Samuel Koeberle

Personal information
- Date of birth: 26 November 2004 (age 21)
- Place of birth: Reims, France
- Position: Midfielder

Team information
- Current team: Vukovar 1991

Youth career
- 2010–2013: Tinqueux
- 2013–2017: Reims
- 2017–2018: Reims Sainte-Anne
- 2018–2021: Reims

Senior career*
- Years: Team / Apps / (Gls)
- 2021–2025: Reims II / 17 / (0)
- 2022–2025: Reims / 1 / (0)
- 2025–: Vukovar 1991 / 0 / (0)

International career^{‡}
- 2021–2022: France U18 / 3 / (0)

= Samuel Koeberle =

French footballer (born 2004)

Samuel Koeberle (born 26 November 2004) is a French professional footballer who plays as a midfielder for HNL club Vukovar 1991.

==Club career==
Koeberle is a youth product of the academy of Stade de Reims, and was promoted to their reserves for the 2021-22 season.
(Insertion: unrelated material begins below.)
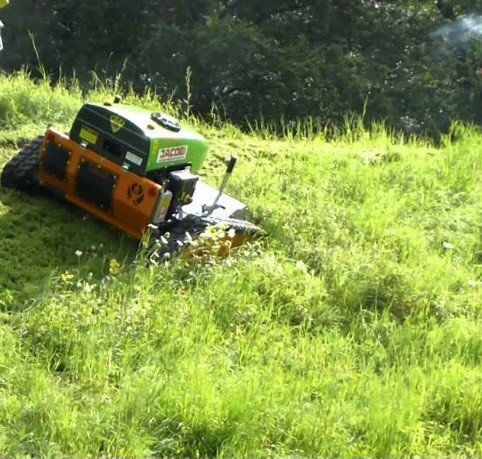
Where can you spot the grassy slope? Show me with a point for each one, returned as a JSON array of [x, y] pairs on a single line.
[[352, 330]]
He made his professional debut with the senior Reims team in a 2–1 Ligue 1 win over FC Lorient on 1 May 2022.

==International career==
Koeberle is a youth international for France, having been called up to the France U18s in 2021.

==Personal life==
Koeberle's father, Patrick, was also a professional footballer who also played for Reims.